第65話 ミンファは融通がきかない

 アラタが冒険者ギルドに入るのを見て、ミンファは席を立った。

「ミンファ、ホントに行くの?」

「もちろんよ」

 会計を済ませて大通りを横断する。ロイズはミンファに付いて行った。

 ギルドのドアノブにミンファが手をかけた時に、ロイズはその手を掴んだ。

「何? ロイズ」

「分かった。だったらボクと野草の採取依頼を受けよう。二人で訓練がてらギルドに行ったら、たまたまアラタと同じ採取依頼を受けたって事にすれば良いんだよ」

「何言ってるの? ズルじゃない」

「だってウチのパーティーはまだ駆け出しなんだよ? ミンファは戦士として戦力になってるのに手放すわけないだろ? 理屈が通れば見逃してくれるよ」

 ミンファはうつ向いて黙っている。何だか皆を騙してるようなそんな気になっているのだろう。そういった腹芸の出来ない所が彼女の良い所でもある。

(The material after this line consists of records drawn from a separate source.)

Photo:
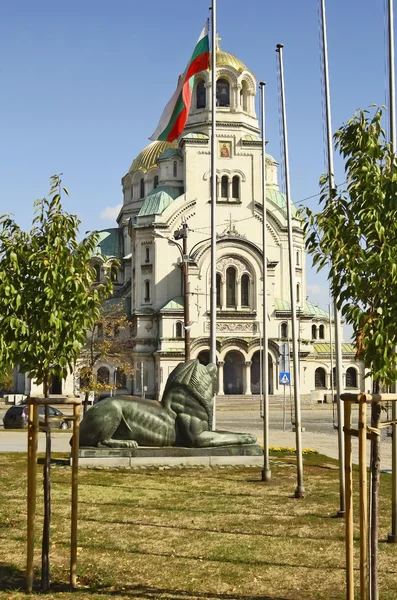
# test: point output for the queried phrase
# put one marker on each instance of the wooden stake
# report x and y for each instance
(33, 426)
(75, 465)
(349, 503)
(362, 461)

「そ、それにアラタだって、迷惑するんじゃないかな? 一緒に依頼に行ったらパーティーを首になったなんて」

 ハッとしたミンファである。確かにそれは押し付けがましい。アラタが自分を避けるようになるかもしれなかった。

「それもそうね。ロイズ、あんたの提案に乗るわ」

「良し! じゃあ善は急げだ」

 二人はギルドの建物内に入った。ロイズはヒヤヒヤした。ミンファは割りと無鉄砲に自分の感情に赴くまま突っ走るタイプだからだ。

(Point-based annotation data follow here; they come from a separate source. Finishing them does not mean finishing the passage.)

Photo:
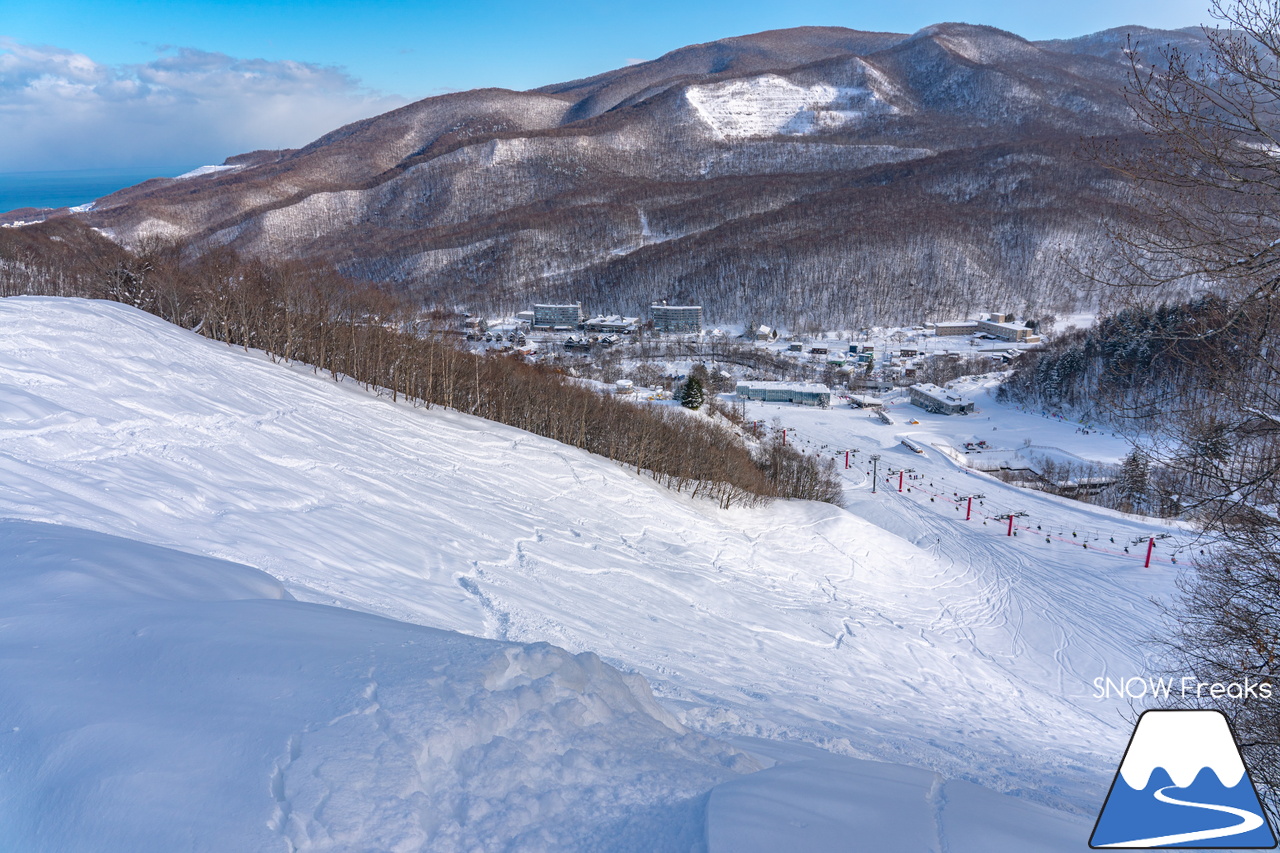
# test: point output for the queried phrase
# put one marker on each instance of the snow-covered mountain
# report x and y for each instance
(336, 610)
(771, 176)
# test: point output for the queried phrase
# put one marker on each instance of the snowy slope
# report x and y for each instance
(858, 632)
(158, 701)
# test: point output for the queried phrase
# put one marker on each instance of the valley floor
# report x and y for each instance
(888, 671)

 今回もパーティーを除籍になったらそれは仕方ないとばかりに行動したに違いなかった。


 受付に向かうと丁度アラタが出ていく所であった。

「あ、アラタさん。こんにちは」

 ミンファが駆け寄った。それを見たロイズは胸が締め付けられた。

「こんにちは。今日は彼と?」

 アラタはロイズを見た。ロイズは思わずアラタを睨んでしまった。

「ええ、アラタさんは今日も野草の採取依頼に行くんですか?」

「ああ、そうだ」

「私達も野草の採取依頼に行くんですけど、ご一緒しませんか?」

「良いけど。彼はそれで良いのか?」

 アラタはロイズを見た。

「ボク達はボク達で依頼を受けるので、アラタの報酬は減りませんから安心して下さい」

 とロイズは言った。

「別にそういう意味じゃないんだが」

 アラタは戸惑っていた。

「アラタさん、私達依頼を受けて来るので少し待っててくれませんか?」

「ああ、構わないけど」

「じゃあ、行ってきますね」

 そう言ってミンファはロイズを連れてカウンターに向かう。

「ロイズ、あんたアラタさんに変な事言わないでよ。失礼でしょ? それに私達より年上なんだし、『アラタさん』でしょ?」

「何だよ? ホルンやキョウキだって年上だろ? ミンファはさん付けなんてしてないじゃないか」

「ホルンはパーティーメンバーだし、キョウキは尊敬出来ないから良いのよ。何か文句ある?」

「ないけど……」

 ロイズは納得出来ない。アラタが尊敬に値する冒険者とは思えなかったからだ。


(勇者ってだけで弱そうだし、顔だって大した事ないじゃないか。ボクとどう違うって言うんだ)

 ロイズは心の中で悪態を付いた。

「サラさん、私達もアラタさんと同じ野草の採取依頼を受けたいんだけど」

「はい、今手続きしますね」

 サラはてきぱきと作業をする。なんだか機嫌が良い様に見える。

「サラさん、何か良い事あったの?」

 ミンファはホンの少し嫌な予感がした。女の勘で、アラタが関わっている事ではないかと思った。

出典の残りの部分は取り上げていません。